Doch so klar, wie die SPD nach außen aufzutreten versucht, geht es im Inneren nicht zu. Deutlich zeigt sich das bei der Wahl des Vizepräsidenten der Genossen. Oppermann bekommt nur 396 Stimmen. Das sind zwar mehr als die notwendigen 355 Stimmen, aber auch weniger als beim CSU-Politiker Hans-Peter Friedrich (507), dem Liberalen Wolfgang Kubicki (489), der Grünen Claudia Roth (489) und der Linken Petra Pau (456). Vor allem aber ist bei Oppermann offensichtlich, dass auch viele Genossen nicht für ihn gestimmt haben. Das miese Ergebnis hat einen Grund.

Fraktionsintern hatte Oppermann Konkurrenz aus den eigenen Reihen – die bisherige Vizepräsidentin Ulla Schmidt und die ehemalige Geschäftsführerin Christine Lambrecht. Sie wollten unter anderem antreten, weil es zu wenig Frauen in der Führungsriege der Sozialdemokraten gibt. Die beiden zogen ihre Kandidatur nach einer ganzen Reihe an Personalquerelen in der SPD dann aber kurz vor der Abstimmung zurück – gerade noch rechtzeitig, um einen völligen Eklat zu verhindern. Die schlechte Koordination der SPD im Wahlkampf ist offensichtlich noch nicht überwunden.

Schäuble steht für Stabilität in einer "ungemütlichen" Welt

Zunächst einmal nimmt Wolfgang Schäuble ein wenig Druck raus. Frisch gewählt zum Präsidenten des Bundestages, will er seine Antrittsrede halten. Nur ist das Mikrofon aus. "Muss ich selber drücken?" Gelächter im Plenum. "Aller Anfang ist schwer", sagt Schäuble. Dann schlüpft der 75-Jährige in die Rolle, die ihm schon etliche Kommentatoren zugewiesen haben: die des erfahrenen Polit-Profis, der die AfD im Parlament bändigt.

Er erinnert an die vielen Umbrüche, die er in seinen 45 Jahren als Abgeordneter in der Republik erlebt hat und sagt, dass die Erregung und die Krisengefühle in einer "zunehmend als ungemütlich wahrgenommenen Welt" keineswegs neu wären, in diesem Land. Er blicke deshalb mit Gelassenheit auf die Auseinandersetzungen, die nun zu führen seien.

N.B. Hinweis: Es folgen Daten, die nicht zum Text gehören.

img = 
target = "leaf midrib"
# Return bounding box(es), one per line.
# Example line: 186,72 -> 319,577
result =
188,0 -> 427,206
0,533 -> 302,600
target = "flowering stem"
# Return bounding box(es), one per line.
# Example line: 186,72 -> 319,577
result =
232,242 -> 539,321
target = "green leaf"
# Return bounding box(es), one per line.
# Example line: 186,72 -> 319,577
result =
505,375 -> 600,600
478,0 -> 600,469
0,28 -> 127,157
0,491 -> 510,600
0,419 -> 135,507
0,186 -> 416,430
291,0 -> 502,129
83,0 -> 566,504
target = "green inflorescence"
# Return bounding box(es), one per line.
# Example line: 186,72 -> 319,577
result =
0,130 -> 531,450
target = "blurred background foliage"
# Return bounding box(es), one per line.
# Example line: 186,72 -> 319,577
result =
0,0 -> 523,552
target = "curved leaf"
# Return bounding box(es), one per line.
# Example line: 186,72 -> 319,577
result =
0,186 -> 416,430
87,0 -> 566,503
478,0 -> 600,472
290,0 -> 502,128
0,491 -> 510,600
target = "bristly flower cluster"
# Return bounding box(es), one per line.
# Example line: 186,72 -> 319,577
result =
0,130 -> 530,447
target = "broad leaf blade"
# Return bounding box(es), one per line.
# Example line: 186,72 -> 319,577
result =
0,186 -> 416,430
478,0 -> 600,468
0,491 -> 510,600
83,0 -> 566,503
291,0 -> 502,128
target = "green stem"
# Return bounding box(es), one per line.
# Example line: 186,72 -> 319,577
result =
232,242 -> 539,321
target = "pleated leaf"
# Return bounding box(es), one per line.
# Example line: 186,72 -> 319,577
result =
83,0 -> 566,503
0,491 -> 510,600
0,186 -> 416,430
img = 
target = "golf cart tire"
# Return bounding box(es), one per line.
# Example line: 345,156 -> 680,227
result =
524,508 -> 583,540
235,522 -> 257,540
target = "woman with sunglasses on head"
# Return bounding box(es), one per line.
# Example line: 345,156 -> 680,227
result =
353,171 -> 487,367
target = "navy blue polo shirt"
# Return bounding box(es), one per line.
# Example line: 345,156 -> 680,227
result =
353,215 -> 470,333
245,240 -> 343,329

Er grenzt die AfD nicht aus und liefert ihr so keinen Vorwand, sich in einer Opferrolle zu inszenieren. "Diese neue Konstellation hier im Haus spiegelt die Veränderung wieder, die unsere Gesellschaft erlebt", sagt Schäuble. Er stellt die fragwürdigen Argumentationsmuster der AfD infrage: "Niemand vertritt alleine das Volk. So etwas wie Volkswille entsteht überhaupt erst durch unsere parlamentarischen Entscheidungen", erklärt er das Prinzip der repräsentativen Demokratie – und nennt die AfD bei alldem nicht beim Namen. Und er pocht darauf, im Parlament eine Kultur des Repekts am Leben zu halten. "Prügeln sollten wir uns hier nicht", sagt er. "Auch nicht verbal."